The American Health Lawyers Association last week published an analysis of one of the first cases involving a cyber liability insurance policy. The e-alert is republished below. Please note that any further reproduction of this work requires the advance written permission of the American Health Lawyers Association.
On May 11, the U.S. District Court for the District of Utah handed down what may be the first decision in a cyber liability policy coverage dispute. The case involved a conflict between the insurer Travelers Property Casualty Company of America (Travelers) and Federal Recovery Services Inc. and Federal Recovery Acceptance Inc. (Federal) over whether Federal’s intentional conduct fell within the scope of the Technology Errors and Omissions policy and therefore triggered Travelers’ duty to defend under Utah law. The court took a narrow view, denying Federal’s motion for partial summary judgment and holding that intentional conduct did not fall within the policy, which covered “any error, omission, or negligent act.”
The Policy Language
Federal, an organization that provides processing, storing, transmission, and other handling of electronic data, purchased a “CyberFirst” insurance policy from Travelers, which included a Technology Errors and Omissions Liability Form. The policy covered “‘damages’ because of loss . . . caused by an ‘errors and omissions wrongful act’ . . . .” The key term, “errors and omissions wrongful act” was defined to include “any error, omission or negligent act.” The policy also provided defense coverage and required Travelers to defend the insured against any claim to which the cyber liability policy applied. Because the duty to defend did not reach claims that were not covered by the cyber liability form, the critical question in this case was whether claims made against Federal by a third party, Global Fitness, were covered by the cyber liability insurance policy and would therefore trigger Travelers’ duty to defend.
Global Fitness owned and operated fitness centers. It contracted with Federal Recovery Acceptance Inc. to hold members’ credit card or bank account information and process their monthly membership payments. When Global Fitness entered an agreement to sell its assets to L.A. Fitness, it asked Federal Recovery Acceptance Inc. to return its member accounts data. Global Fitness alleged that Federal Recovery Acceptance Inc. refused to return the data unless Global Fitness paid it significant compensation. Subsequently, Global Fitness asserted claims under theories of tortious interference, promissory estoppel, conversion, breach of contract, and breach of the implied covenant of good faith and fair dealing.
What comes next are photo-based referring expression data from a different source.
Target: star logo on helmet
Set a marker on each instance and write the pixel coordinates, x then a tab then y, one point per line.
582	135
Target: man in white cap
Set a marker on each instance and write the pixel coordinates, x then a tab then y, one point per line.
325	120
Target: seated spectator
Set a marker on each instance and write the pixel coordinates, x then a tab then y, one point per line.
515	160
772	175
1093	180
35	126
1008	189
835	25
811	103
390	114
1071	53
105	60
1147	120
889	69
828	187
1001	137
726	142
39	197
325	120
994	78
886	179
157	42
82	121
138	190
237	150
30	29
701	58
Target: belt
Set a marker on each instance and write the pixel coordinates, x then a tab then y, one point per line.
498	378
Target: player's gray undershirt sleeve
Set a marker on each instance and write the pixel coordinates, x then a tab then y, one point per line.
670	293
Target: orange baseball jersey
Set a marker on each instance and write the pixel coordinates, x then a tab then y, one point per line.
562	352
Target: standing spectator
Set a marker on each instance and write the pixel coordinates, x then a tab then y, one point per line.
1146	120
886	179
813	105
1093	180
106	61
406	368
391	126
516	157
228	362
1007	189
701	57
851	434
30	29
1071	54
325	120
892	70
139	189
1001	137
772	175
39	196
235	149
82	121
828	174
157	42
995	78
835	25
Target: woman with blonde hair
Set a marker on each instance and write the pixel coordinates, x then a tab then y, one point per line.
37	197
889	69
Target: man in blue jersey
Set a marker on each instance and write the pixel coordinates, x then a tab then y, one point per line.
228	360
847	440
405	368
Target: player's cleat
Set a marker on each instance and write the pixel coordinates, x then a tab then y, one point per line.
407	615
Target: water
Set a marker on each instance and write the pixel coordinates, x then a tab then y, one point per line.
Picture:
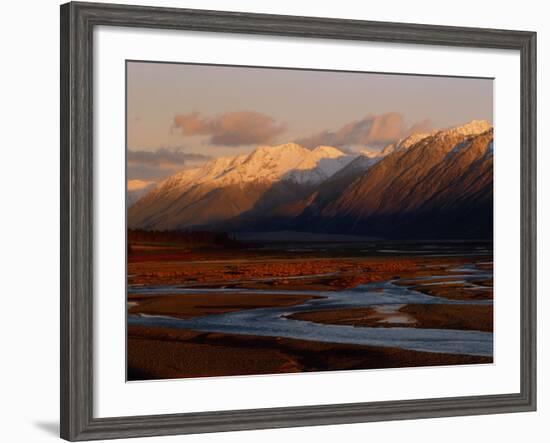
385	297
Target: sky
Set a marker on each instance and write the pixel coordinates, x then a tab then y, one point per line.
181	115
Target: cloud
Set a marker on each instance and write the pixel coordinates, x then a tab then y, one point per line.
156	165
230	129
422	126
375	131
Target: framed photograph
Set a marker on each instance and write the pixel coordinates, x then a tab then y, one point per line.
273	221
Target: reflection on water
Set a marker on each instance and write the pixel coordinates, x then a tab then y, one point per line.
385	297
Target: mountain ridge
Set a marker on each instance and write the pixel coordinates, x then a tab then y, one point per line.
421	180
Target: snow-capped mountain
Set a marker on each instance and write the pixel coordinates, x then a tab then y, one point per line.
437	185
227	187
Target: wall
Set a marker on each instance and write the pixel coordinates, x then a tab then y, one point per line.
29	222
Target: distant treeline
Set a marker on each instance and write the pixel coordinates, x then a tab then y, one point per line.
182	237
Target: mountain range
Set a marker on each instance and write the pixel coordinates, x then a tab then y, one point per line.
435	185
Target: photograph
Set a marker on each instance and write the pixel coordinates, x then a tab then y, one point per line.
296	220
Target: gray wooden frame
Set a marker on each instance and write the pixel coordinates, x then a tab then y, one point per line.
77	24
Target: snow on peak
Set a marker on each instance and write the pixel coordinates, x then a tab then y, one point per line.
288	161
472	128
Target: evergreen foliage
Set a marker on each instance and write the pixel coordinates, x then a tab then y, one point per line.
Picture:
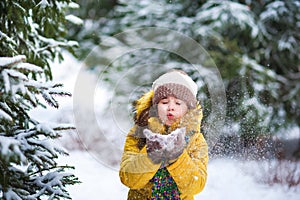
253	43
32	35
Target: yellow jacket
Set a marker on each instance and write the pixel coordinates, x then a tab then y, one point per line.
189	171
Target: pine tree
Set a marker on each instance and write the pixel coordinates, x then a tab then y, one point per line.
31	37
253	43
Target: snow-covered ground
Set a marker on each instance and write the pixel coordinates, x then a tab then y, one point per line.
227	179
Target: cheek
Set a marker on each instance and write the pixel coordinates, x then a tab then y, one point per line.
182	110
161	109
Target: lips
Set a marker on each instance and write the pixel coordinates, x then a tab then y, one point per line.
170	116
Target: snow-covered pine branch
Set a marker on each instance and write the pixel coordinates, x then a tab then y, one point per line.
27	150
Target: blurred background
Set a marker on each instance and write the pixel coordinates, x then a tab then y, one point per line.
253	48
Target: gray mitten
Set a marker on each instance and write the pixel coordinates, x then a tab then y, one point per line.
175	144
154	146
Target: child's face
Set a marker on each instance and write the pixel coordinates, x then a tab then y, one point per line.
170	109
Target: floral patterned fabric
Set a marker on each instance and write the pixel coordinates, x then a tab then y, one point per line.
164	186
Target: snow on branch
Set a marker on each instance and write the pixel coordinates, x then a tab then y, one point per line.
10	61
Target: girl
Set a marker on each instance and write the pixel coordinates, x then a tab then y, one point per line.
165	155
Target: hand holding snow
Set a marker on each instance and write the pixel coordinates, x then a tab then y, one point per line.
168	147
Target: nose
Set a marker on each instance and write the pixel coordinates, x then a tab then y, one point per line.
170	106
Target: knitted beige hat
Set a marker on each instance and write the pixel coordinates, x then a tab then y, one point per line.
178	84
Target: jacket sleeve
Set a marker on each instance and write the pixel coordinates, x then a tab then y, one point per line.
136	168
190	169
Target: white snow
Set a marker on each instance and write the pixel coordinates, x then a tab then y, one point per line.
227	179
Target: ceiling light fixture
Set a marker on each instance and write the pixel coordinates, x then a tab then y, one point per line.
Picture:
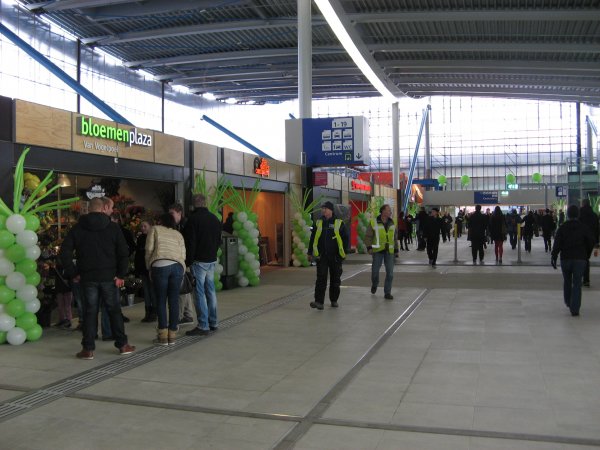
340	31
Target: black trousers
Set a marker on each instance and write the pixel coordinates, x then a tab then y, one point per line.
432	249
332	265
477	247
Federal took the position that Travelers was obligated to defend against these claims under the terms of the cyber liability policy Federal had purchased. Travelers, however, argued that the claims were not covered by the Errors and Omissions Liability Form, because they alleged intentional misconduct by Federal rather than merely negligent conduct.
The court sided with Travelers, holding that Travelers did not have a duty to defend because the claims made by Global Fitness were not covered by the policy’s cyber liability forms.
The court explained that the policy’s errors and omissions coverage was limited to wrongful acts that involve negligent conduct. It agreed with Travelers that Global Fitness’ claims, which were based on the theory that Federal Recovery Acceptance Inc. deliberately withheld data to coerce payments, did not allege “any error, omission or negligent act.” Finally, the court flatly rejected the defendants’ argument that Global Fitness’ claims were broad enough to at least potentially encompass errors, omissions, or negligent acts, explaining that “the Court must compare the policy language to the allegations in [Global Fitness’s] Complaint and Amended Complaint,” and there are no allegations “that sound in negligence.”
Although not all court cases involving the scope of errors and omissions coverage have resulted in such a narrow interpretation, this decision highlights the importance of the precise language of an insurance policy. As requirements for insurance coverage are increasingly being imposed on entities who operate in the health care field, this ruling emphasizes the importance of obtaining the best possible terms of coverage at the time of purchase or upon renewal. Moreover, given that data breaches often result from intentional misconduct of employees or criminal acts such as identity theft or hacking, this case provides a stark warning that not all policies will protect the insured’s interest. Although the Travelers case turned on traditional principles of coverage interpretation rather than any new law related to cyber liability insurance, its principles are important to keep in mind given the likelihood that cyber liability disputes will become increasingly common.